Quand le froid nous fait danser

Si Igloofest est possible, c’est d’abord et avant tout parce que Montréal assume sa « nordicité ». « On voulait que les gens voient Igloofest comme un appel à jouer dehors, à profiter de l’hiver », affirme Pascal Lefebvre. « C’est la spécificité du festival, du Québec, de Montréal, de notre nordicité, c’est vraiment unique, poursuit le cofondateur. Les artistes qui viennent et découvrent ce moment-là disent qu’il y a quelque chose qui s’installe quand on joue devant une foule de 10 000 personnes à -20. Il y a une symbiose qui se passe et c’est à cause du froid. C’est unique et différent. » C’est vrai que même si les Montréalais chialent sur l’hiver, ils sont néanmoins assez badass pour oser défier le froid. 

Mais bon, pour que les gens restent sur le site, il faut tout de même un minimum de chaleur. Il faut que l’expérience soit agréable. Comment on fait pour s’assurer que personne n’ait froid? Outre le design et l’architecture du site, le secret de la chaleur, c’est une gang d’humains qui s’amusent. « Imagine toi une banquise avec des pingouins? Ils font quoi? Ils restent ensemble. Le dancefloor est l’effet pingouin. C’est ce qui fait en sorte que quand il fait -20, sur le dancefloor il fait -4. Il y a une chaleur qui s’en dégage. La danse aide à freiner le froid. On ne pourrait pas faire ça avec un festival d’indie rock, la proposition doit amener à danser », explique Pascal.  

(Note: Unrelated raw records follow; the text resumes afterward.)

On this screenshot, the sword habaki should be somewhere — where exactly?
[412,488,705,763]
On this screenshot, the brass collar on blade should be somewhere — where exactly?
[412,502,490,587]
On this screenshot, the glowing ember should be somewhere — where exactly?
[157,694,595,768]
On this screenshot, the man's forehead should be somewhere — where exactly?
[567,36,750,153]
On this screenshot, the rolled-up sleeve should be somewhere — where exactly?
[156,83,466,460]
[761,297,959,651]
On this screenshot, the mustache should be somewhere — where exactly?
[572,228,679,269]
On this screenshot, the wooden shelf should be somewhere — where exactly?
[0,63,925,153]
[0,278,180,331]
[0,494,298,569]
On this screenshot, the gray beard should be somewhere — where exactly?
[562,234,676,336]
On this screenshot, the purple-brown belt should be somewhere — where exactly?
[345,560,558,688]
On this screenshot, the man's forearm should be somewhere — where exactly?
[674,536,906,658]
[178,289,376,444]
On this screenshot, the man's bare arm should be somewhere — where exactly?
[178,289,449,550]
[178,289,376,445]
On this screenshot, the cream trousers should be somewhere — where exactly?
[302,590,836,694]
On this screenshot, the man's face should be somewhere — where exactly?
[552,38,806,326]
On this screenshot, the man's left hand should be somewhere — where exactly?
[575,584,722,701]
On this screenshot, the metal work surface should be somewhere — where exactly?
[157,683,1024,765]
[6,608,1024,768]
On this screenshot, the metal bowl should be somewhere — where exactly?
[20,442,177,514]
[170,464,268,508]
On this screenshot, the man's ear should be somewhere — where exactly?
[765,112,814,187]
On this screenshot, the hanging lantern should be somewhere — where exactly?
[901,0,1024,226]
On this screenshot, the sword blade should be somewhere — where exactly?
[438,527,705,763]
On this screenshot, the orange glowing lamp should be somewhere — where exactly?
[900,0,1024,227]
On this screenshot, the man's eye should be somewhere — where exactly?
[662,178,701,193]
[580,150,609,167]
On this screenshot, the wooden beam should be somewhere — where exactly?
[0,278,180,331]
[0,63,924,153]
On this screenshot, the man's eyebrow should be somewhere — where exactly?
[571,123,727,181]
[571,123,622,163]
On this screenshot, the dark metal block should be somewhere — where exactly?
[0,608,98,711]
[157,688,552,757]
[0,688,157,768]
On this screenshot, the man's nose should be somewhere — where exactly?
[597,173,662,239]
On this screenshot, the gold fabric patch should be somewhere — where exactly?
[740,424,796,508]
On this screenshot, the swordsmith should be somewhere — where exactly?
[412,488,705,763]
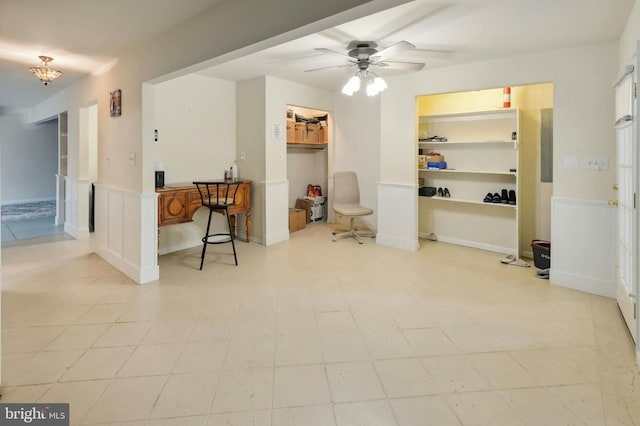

C’est vrai que c’est pas sur The National qu’on va suer dans nos combines, tsé.

Un univers hivernal adaptable

Une fois hors du gigantesque dancefloor, le défi continue. Le site est donc pensé pour que les gens circulent aisément afin d’éviter le surplace. Qui dit mouvement dit chaleur, c’est un principe tout simple qui s’applique à grande échelle. « Toutes nos exploitations commandent qu’on soit dans le jeu, qu’on reste dans le mouvement, nous dit Pascal. Ça devient un terrain de jeu à ciel ouvert. C’est du design expérientiel. À la fin, l’expérience est cohérente et ça marche. »

Les changements climatiques influencent aussi le design de l’événement, qui doit se montrer adaptable. « On n’a plus les hivers qu’on avait », s’exclame Pascal. Le festival s’étend sur plusieurs week-ends, il faut donc des structures capables de s’adapter à des températures au-dessus de 0 et bien en deçà. « Avant on avait une glissade de glace, maintenant elle n’est plus en glace. On doit s’adapter! L’idée est de recréer des éléments de décors architecturaux qui nous rappellent l’hiver avec d’autres matériaux : des éclairages, de la vidéo, etc. L’immersion est super importante », nous explique le cofondateur.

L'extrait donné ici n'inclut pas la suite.